There are many ways people can show Ubuntu, including:

  • The way you talk—being positive and uttering kind words.
  • The way you smile—it should be friendly, natural and hearty.
  • The way you greet should be friendly, enquiring about one’s well being
  • The way you practice moral values.

What this means is that we act out of compassion, based on an understanding of our common human condition. My being and your being are the creation of our collective being, proving that each one of us owes our existence to another. In leadership positions, Ubuntu can be a strong foundation upon which to build business thinking, serving as a compass of moral ethics.

Another person who strongly values and stresses Ubuntu through his theology is Archbishop Emeritus Bishop Mpilo Tutu, who is well-known for invoking Ubuntu ethics to evaluate South African society. Credit should be given to him for familiarising politicians, scholars and activists around the world with the term. He believes that when dealing with wrongdoers and victims, there is no justification for an eye for an eye. According to him, South Africa was correct in dealing with the Apartheid era and politics by seeking restorative justice. Tutu feels Apartheid did not only prevent races from identifying with each other, but it also inhibited solidarity with one another. He believes Apartheid made people less human. They failed to share power, wealth, land and opportunities with each other.

One of his most prominent claims is that Apartheid damaged not only black people but also white people. Despite it resulting in most white people becoming well off, they were morally corrupted and not as good as they could be as human beings. For Tutu, reconciliation meant wrongdoers and those who benefitted should acknowledge their wrongdoing and seek to repair the damage that they did. In his words: “Unless there is real material transformation in the lives of those who have been Apartheid victims, we might as well kiss reconciliation goodbye. It won’t just happen without some reparation.”

Tutu’s idea of humanness, harmony and reconciliation stresses his rejection of the western idea that what is valuable about us as humans is our autonomy. “We are different so that we can know our need of one another, for no one is ultimately self-sufficient. The completely self-sufficient person would be sub-human,” he said.

Ubuntu was one of the major philosophies that were used in the Truth and Reconciliation Commission (TRC) framework. Mandela’s new democratically-elected government wanted to create a course of action that would serve as an example to the rest of the world. Legally, the TRC was based on the National Unity and Reconciliation Act (NURA) of 1995. The passage from the 1993 Interim Constitution Act states: “The adoption of this Constitution lays the secure foundation for the people of South Africa to transcend the divisions and strife of the past, which generated gross violations of human rights, the transgression of humanitarian principles in violent conflicts and a legacy of hatred, fear, guilt and revenge. These can now be addressed on the basis that there is a need for understanding but not for vengeance, a need for reparation but not retaliation, a need for Ubuntu but not for victimisation.”
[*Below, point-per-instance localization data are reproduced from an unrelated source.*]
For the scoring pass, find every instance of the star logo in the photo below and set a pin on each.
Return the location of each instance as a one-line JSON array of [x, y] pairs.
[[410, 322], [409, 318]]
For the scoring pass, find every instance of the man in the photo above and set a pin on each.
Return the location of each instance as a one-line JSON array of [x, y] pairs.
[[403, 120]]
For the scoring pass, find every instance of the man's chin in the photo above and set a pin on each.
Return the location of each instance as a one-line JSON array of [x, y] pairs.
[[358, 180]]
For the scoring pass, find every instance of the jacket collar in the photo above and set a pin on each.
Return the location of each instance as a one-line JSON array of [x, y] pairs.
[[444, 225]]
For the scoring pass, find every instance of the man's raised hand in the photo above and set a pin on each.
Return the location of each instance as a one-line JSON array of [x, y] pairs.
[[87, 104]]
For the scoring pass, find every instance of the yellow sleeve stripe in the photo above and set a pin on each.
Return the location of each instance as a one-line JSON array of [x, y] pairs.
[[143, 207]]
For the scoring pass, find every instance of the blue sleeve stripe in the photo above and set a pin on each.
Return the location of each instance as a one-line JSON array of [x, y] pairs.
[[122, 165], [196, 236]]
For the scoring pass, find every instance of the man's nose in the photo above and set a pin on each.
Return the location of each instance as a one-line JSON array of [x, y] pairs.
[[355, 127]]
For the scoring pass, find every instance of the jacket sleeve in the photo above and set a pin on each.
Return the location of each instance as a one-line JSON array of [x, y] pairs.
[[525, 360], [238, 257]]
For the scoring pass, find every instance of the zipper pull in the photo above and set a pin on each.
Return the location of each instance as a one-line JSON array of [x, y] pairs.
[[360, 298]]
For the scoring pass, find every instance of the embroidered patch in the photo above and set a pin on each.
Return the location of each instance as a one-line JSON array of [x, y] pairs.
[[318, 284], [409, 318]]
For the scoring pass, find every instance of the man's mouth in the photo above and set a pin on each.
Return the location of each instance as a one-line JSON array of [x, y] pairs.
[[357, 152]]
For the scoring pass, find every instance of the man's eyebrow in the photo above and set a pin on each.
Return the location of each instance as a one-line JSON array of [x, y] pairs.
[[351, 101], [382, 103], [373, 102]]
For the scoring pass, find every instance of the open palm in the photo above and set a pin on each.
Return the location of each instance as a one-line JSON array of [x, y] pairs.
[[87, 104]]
The intention of the new democratic government was clear; Mandela’s objective was to make provision for restorative justice, instead of punitive justice, to unify South Africa. Tutu shared the same sentiments. All this is evidence that Ubuntu was at the heart of South Africa at its most sensitive time. The new Constitution and the Truth and Reconciliation Commission were the measures put in place to restore the country. The TRC’s main task was to unearth what the Apartheid government had done using its three main structures: the Human Rights Violations Committee, the Amnesty Committee and the Reparation and Rehabilitation Committee.

The positive connotations surrounding Ubuntu show us the extent to which it was really a need for South Africa in order to secure understanding and reparation. National unity is the most important principle that secures a successful government.

As we celebrate Mandela Day, we need to reflect and celebrate the legacy he left, a legacy of doing good when no one is looking, a spirit of consideration, humanness, brotherhood and respect.